Mal ditched her the instant that the train pulled out of the station, but she chose to not let it bother her. It was expected. She and Jay went off to cause trouble on the ride. Evie could not be a part of that. She had a job to do.
It had started the instant that she stepped onto the platform and she was accomplishing it by smiling and being gracious and scrupulously polite to each and every person that she encountered on the train - beloved by subjects was a way to sway a decision in her favor between herself and girls who might bring more political clout to a match.
Actual matches might not come about at the age of eleven, but the foundations for them most certainly did.
It turned out that she wasted all of her time and effort.

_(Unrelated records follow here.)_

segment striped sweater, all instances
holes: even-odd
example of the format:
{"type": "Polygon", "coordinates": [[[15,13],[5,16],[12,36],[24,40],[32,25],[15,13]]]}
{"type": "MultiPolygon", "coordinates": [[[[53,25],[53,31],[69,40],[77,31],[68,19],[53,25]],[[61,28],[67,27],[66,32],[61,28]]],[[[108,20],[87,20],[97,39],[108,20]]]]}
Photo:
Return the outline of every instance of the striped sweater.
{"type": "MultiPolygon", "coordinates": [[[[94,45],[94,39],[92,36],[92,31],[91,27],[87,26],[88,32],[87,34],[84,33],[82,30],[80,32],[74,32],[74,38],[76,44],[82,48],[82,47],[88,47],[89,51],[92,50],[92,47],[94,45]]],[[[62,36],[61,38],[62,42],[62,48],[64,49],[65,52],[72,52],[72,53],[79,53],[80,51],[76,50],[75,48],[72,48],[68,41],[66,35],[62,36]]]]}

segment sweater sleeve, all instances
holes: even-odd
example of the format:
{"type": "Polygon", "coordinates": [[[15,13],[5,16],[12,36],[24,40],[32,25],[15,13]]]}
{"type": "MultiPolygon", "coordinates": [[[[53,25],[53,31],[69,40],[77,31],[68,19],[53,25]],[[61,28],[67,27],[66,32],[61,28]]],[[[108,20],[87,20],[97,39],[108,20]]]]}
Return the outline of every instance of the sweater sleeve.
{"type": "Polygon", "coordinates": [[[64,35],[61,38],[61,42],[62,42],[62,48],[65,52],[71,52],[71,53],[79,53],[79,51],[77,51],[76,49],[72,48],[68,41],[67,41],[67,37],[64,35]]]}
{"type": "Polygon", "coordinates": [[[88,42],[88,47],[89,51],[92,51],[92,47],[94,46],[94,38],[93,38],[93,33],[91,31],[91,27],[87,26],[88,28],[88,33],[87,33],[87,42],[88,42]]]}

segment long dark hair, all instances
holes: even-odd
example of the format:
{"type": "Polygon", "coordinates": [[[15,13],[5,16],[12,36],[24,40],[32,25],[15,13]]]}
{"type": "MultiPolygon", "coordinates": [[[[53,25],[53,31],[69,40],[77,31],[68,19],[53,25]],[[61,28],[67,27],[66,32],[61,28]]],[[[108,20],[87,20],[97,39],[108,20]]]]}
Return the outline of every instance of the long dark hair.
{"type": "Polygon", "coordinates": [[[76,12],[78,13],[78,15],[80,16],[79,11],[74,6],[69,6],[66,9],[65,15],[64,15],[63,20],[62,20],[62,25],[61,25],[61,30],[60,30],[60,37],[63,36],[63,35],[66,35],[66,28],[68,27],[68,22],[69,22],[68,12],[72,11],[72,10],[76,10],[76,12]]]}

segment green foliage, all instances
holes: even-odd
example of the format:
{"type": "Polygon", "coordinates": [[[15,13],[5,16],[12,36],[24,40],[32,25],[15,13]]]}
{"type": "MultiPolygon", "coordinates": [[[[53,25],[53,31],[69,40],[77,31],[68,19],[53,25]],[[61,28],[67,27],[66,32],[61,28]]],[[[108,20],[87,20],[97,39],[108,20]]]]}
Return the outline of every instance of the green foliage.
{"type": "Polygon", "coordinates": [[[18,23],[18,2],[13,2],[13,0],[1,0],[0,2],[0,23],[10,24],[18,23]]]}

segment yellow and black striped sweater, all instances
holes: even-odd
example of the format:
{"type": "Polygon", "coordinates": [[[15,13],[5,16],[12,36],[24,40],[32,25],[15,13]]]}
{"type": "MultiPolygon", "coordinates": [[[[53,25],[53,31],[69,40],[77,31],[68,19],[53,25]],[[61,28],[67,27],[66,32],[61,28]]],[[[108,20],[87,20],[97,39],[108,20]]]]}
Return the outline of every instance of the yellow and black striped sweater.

All of her hopes and dreams and plans and work were all eradicated - shattered in the instant that the sorting hat was placed upon her head. She had barely had time to take a breath before it was shouting out the house that would help to ease her way - only it didn't.
It took her a moment to realize that the expected word had not been the spoken word. A disgusting looking bit of fabric shaped vaguely like headwear had just destroyed her world. Only years of training in decorum kept her from bursting into tears there in front of everyone.
She had never been so humiliated, and the clapping students in the bronze and blue ties just sat there looking at her expectantly as if nothing at all was wrong.